Diversas vezes lemos ou ouvimos sobre os povos indígenas através das descrições dos colonos portugueses. A História conta a narrativa dos vencedores, e infelizmente os nativos do Brasil foram vítimas de um cruel genocídio, fazendo com que suas versões dos acontecimentos de perdessem. 

Neste último mês de novembro de 2021, porém, algo inédito ocorreu: a finalização da tradução de um grupo de documentos escritos em tupi no ano de 1645 para a língua portuguesa. Vale lembrar que o tupi era um idioma exclusivamente oral, e quem criou a versão escrita foram os jesuítas, o que torna esses registros raros. 

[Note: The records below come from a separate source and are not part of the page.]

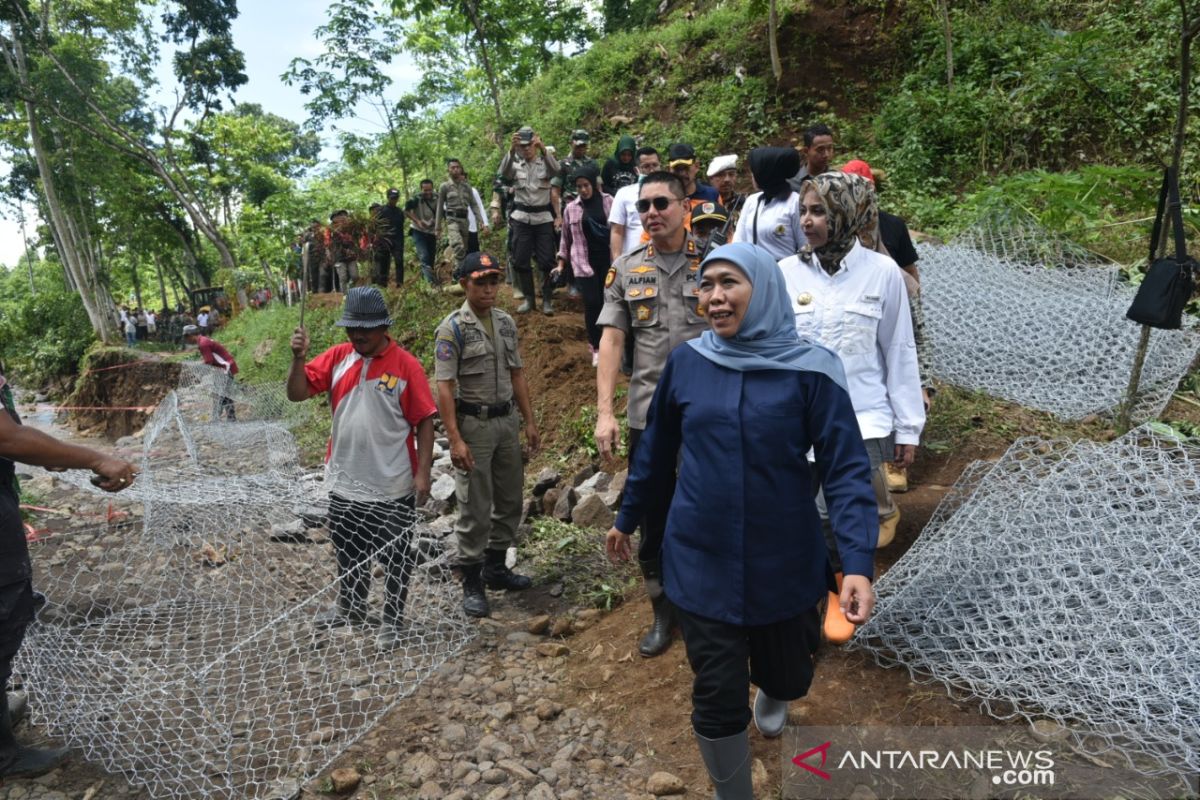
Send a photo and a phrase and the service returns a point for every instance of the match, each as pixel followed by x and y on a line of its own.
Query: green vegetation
pixel 42 335
pixel 564 553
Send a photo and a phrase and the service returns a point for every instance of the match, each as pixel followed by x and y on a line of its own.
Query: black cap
pixel 681 152
pixel 477 265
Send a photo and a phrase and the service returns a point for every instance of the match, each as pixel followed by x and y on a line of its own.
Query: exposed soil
pixel 648 701
pixel 114 390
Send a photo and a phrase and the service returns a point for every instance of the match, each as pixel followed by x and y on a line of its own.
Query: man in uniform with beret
pixel 480 379
pixel 651 294
pixel 723 173
pixel 535 217
pixel 683 164
pixel 455 197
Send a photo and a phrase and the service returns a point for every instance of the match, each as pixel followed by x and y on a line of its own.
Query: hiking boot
pixel 659 637
pixel 497 573
pixel 17 761
pixel 769 715
pixel 729 765
pixel 474 599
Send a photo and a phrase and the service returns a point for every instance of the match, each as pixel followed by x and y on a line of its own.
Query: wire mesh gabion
pixel 183 645
pixel 1019 314
pixel 1062 582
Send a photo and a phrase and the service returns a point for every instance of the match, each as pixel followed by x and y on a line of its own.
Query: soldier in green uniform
pixel 653 295
pixel 535 217
pixel 454 198
pixel 570 167
pixel 479 373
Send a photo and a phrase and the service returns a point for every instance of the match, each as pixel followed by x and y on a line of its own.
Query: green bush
pixel 45 335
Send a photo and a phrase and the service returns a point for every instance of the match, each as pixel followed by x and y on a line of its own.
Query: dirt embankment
pixel 118 390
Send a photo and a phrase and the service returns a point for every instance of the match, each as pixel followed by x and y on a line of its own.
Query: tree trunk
pixel 131 144
pixel 777 66
pixel 947 34
pixel 472 10
pixel 29 253
pixel 72 250
pixel 1188 31
pixel 162 284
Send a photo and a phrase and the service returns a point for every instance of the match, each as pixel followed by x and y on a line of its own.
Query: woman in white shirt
pixel 771 217
pixel 852 299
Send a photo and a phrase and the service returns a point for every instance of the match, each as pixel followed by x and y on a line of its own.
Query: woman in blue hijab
pixel 743 558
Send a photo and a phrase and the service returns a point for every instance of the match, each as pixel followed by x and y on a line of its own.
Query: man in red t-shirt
pixel 376 473
pixel 216 356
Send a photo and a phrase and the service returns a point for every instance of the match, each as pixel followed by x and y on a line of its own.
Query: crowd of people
pixel 168 324
pixel 777 394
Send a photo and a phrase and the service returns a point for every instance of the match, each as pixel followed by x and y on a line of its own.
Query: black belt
pixel 485 411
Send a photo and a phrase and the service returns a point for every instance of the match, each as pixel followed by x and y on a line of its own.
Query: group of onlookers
pixel 166 325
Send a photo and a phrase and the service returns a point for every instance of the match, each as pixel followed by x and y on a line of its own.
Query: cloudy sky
pixel 270 32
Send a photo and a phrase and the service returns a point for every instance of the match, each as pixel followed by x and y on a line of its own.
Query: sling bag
pixel 1169 281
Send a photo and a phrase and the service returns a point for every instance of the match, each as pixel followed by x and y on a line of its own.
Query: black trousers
pixel 365 531
pixel 16 613
pixel 654 523
pixel 533 242
pixel 383 259
pixel 726 659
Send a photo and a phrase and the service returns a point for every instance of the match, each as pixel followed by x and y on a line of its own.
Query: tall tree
pixel 207 66
pixel 509 41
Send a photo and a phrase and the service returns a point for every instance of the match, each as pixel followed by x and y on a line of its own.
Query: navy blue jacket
pixel 743 542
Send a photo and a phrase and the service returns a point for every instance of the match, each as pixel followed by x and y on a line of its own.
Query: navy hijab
pixel 767 337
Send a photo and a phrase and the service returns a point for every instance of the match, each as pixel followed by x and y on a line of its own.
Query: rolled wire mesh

Cartas, até então, indecifráveis

Quem escreveu foi um líder indígena que viveu no século 16, tendo participado do conflito entre os holandeses e portugueses pelo domínio pela região que hoje corresponde ao Nordeste, um episódio que ficou conhecido como Insurreição Pernambucana. Os destinatários de suas mensagens, por sua vez, eram parentes que estavam lutando do lado oposto. 

Existe uma série de fatores que torna esse um documento histórico de valor inestimável. Não apenas é uma oportunidade de ouvir um relato histórico através do ponto de vista de um indígena, como o autor do texto é um personagem que cumpriu uma função primordial para que aquele período tenha ocorrido como ocorreu. 

Felipe Camarão organizou uma série de investidas contra os holandeses cujos resultados foram essenciais para garantir a vitória do governo português. 

Fotografias mostrando duas das cartas que foram traduzidas pela pesquisa / Crédito: Divulgação/ Eduardo Navarro/ Arquivo Pessoal

O autor da pesquisa revolucionária é Eduardo Navarro, um professor da USP que anteriormente já havia lançado um dicionário da linguagem tupi. “É a primeira vez que essa história é contada pela pena dos índios, e está ali o lado dos vencidos”, relatou ele a respeito de seu trabalho, conforme repercutido pelo portal de notícias G1. 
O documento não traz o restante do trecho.